Checkpoints and the Background Writer:

PostgreSQL 8.3 Improvements and Migration

If you have a PostgreSQL database that is written to heavily, it's not difficult to find yourself suffering from significant delays (many seconds long) during the periodic database checkpoints. A checkpoint is a point in time where all the "dirty" (modified or added) data in the system's memory is guaranteed to have been written to disk; see WAL Configuration for a longer introduction to this topic. As the amount of memory available to the database (via the shared_buffers tunable) increases, the potential for a long delay at checkpoint time goes up. Since memory capacities in computer systems keep increasing far faster than improvements in disk write speed, checkpoint slowdowns become more likely every year. PostgreSQL 8.0 introduced a way to write dirty buffers in advance of the checkpoint via a background writer process. It became obvious to many people during the development of the 8.3 release that this mechanism wasn't sufficient anymore to keep up with current generation hardware. To improve this situation, the way checkpoints are written to disk was completely rewritten for this new version. Here we will go over the issues with the 8.0-8.2 releases, introduce the new features in 8.3 that improve this situation, and talk about how to migrate existing systems to the new version.
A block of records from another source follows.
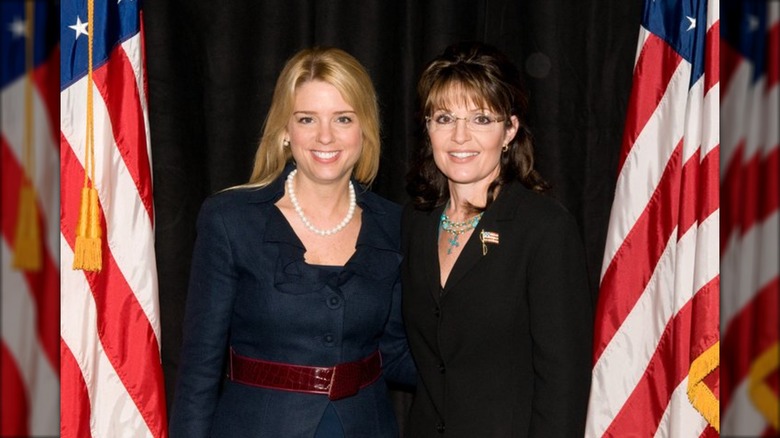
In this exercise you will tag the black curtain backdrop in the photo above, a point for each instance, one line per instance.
(212, 67)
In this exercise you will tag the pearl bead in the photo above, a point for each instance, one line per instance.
(305, 220)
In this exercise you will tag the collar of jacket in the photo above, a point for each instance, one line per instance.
(378, 231)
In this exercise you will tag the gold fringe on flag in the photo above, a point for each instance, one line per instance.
(27, 239)
(762, 395)
(699, 393)
(88, 255)
(27, 242)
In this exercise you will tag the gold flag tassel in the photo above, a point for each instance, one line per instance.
(27, 240)
(699, 394)
(88, 253)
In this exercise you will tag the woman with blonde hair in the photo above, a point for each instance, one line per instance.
(293, 315)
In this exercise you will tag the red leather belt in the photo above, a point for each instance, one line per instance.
(340, 381)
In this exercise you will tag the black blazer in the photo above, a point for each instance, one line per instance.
(504, 348)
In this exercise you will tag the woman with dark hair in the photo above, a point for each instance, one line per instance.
(293, 318)
(496, 304)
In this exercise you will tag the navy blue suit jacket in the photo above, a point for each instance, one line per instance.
(251, 290)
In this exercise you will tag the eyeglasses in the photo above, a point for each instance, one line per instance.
(474, 122)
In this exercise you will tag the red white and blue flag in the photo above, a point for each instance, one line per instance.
(112, 384)
(656, 344)
(750, 230)
(29, 161)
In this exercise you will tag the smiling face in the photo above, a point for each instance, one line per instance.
(466, 156)
(324, 133)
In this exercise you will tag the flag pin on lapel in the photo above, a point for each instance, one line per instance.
(487, 237)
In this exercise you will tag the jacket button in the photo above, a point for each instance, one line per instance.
(333, 301)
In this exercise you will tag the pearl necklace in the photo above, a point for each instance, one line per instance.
(306, 221)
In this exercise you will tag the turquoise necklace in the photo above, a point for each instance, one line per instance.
(455, 229)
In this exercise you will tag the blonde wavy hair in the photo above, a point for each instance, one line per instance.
(343, 71)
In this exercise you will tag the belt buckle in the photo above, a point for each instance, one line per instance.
(345, 381)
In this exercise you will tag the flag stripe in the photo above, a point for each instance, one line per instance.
(644, 100)
(773, 56)
(643, 246)
(645, 164)
(115, 344)
(43, 286)
(75, 422)
(124, 329)
(116, 82)
(657, 316)
(730, 62)
(681, 419)
(642, 329)
(642, 412)
(756, 322)
(751, 264)
(15, 401)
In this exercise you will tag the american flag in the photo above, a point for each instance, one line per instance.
(112, 384)
(750, 230)
(29, 354)
(656, 343)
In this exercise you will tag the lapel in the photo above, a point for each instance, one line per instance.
(430, 248)
(502, 210)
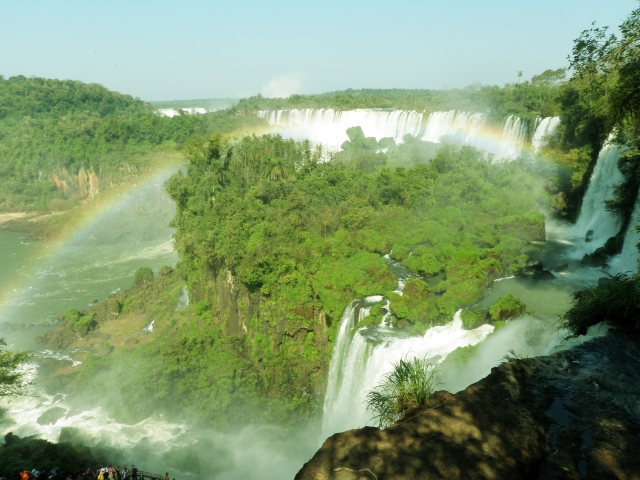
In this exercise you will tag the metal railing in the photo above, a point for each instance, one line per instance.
(148, 476)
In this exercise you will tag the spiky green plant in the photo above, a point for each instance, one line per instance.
(511, 355)
(410, 384)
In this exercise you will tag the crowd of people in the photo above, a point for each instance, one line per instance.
(104, 473)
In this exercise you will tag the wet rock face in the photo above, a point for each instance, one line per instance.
(51, 416)
(571, 415)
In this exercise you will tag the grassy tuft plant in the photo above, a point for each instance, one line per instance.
(616, 302)
(511, 355)
(410, 384)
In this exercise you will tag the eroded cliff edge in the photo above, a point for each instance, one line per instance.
(573, 414)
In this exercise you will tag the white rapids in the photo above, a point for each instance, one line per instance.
(328, 127)
(358, 365)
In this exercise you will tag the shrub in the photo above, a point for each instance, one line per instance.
(143, 275)
(410, 384)
(616, 302)
(72, 315)
(506, 307)
(83, 324)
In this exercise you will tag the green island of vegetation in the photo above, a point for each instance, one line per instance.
(277, 236)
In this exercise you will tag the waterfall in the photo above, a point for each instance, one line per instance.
(328, 126)
(514, 133)
(462, 125)
(362, 357)
(183, 300)
(543, 129)
(627, 261)
(594, 220)
(172, 112)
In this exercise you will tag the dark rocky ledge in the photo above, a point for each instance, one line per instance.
(571, 415)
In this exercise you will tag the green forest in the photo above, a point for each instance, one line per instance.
(65, 141)
(277, 236)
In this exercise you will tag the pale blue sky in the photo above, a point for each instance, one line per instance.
(164, 50)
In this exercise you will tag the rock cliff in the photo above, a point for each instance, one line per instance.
(574, 414)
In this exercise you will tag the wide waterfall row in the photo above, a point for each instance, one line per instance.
(328, 127)
(362, 357)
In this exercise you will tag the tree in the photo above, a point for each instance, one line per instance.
(13, 380)
(604, 58)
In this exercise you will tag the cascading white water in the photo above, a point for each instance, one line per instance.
(543, 130)
(627, 261)
(172, 112)
(463, 126)
(593, 216)
(514, 133)
(328, 126)
(358, 365)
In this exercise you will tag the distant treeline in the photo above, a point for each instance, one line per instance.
(57, 129)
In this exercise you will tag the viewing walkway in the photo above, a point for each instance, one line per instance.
(148, 476)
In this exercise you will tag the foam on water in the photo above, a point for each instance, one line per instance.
(358, 365)
(544, 128)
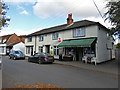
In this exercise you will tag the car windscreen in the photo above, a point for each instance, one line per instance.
(16, 52)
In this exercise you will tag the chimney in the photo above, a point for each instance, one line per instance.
(69, 19)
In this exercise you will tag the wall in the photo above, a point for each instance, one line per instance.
(104, 46)
(30, 44)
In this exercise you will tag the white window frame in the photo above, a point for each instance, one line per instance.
(41, 49)
(30, 39)
(55, 36)
(41, 37)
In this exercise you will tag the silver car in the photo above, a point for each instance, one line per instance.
(16, 55)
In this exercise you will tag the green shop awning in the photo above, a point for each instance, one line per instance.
(77, 43)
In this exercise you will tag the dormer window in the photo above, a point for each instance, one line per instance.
(79, 32)
(55, 36)
(30, 39)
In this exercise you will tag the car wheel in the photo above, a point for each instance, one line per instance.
(14, 58)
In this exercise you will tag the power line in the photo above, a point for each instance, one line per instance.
(99, 12)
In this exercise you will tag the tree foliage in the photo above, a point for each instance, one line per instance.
(113, 15)
(3, 18)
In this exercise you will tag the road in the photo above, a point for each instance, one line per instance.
(21, 72)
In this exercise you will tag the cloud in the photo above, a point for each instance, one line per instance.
(18, 31)
(24, 12)
(20, 7)
(79, 8)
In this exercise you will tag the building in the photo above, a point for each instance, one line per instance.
(8, 41)
(78, 38)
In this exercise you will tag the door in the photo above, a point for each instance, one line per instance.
(31, 51)
(47, 48)
(79, 54)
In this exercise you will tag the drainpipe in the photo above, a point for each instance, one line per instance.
(35, 43)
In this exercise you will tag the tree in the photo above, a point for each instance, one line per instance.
(3, 18)
(113, 15)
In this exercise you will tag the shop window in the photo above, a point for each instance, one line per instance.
(56, 50)
(41, 38)
(55, 36)
(40, 49)
(29, 39)
(79, 32)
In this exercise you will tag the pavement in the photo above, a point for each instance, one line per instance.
(21, 72)
(0, 72)
(110, 67)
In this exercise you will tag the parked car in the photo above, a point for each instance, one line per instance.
(16, 55)
(41, 58)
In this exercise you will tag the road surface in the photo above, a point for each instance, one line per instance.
(21, 72)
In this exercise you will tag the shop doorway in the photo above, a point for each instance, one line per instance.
(79, 54)
(47, 48)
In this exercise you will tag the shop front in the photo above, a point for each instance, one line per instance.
(75, 50)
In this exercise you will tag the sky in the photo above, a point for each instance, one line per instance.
(28, 16)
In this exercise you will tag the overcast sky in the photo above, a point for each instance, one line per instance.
(28, 16)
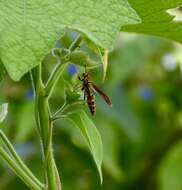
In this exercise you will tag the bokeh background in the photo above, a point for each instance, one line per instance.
(141, 133)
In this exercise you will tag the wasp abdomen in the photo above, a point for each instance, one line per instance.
(91, 104)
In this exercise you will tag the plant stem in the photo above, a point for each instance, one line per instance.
(45, 127)
(43, 117)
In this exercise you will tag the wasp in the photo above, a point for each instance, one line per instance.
(88, 87)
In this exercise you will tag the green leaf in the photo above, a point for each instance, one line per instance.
(155, 19)
(2, 70)
(3, 111)
(29, 29)
(170, 171)
(83, 59)
(91, 136)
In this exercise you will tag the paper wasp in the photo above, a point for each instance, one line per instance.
(88, 87)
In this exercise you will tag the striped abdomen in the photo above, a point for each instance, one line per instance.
(91, 103)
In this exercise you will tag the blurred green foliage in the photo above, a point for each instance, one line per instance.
(141, 133)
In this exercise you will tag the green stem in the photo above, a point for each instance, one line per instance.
(44, 122)
(43, 116)
(58, 70)
(13, 165)
(18, 160)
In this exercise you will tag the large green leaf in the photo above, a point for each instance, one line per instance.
(155, 19)
(29, 29)
(91, 136)
(170, 171)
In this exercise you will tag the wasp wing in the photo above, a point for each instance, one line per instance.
(102, 94)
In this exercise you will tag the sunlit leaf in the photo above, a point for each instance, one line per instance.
(91, 136)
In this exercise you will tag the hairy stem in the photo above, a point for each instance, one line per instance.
(43, 116)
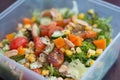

A Quick Introduction to Checkpoint Timing

As you generate transactions, Postgres puts data into the write-ahead log (WAL). The WAL is organized into segments that are typically 16MB each. Periodically, after the system finishes a checkpoint, the WAL data up to a certain point is guaranteed to have been applied to the database. At that point the old WAL files aren't needed anymore and can be reused. Checkpoints are generally caused by one of two things happening:
  1. checkpoint_segments worth of WAL files have been written
  2. more than checkpoint_timeout seconds have passed since the last checkpoint
The system doesn't stop working while the checkpoint is happening; it just keeps creating new WAL files. As long as the checkpoint finishes in advance of what the next one is required things should be fine.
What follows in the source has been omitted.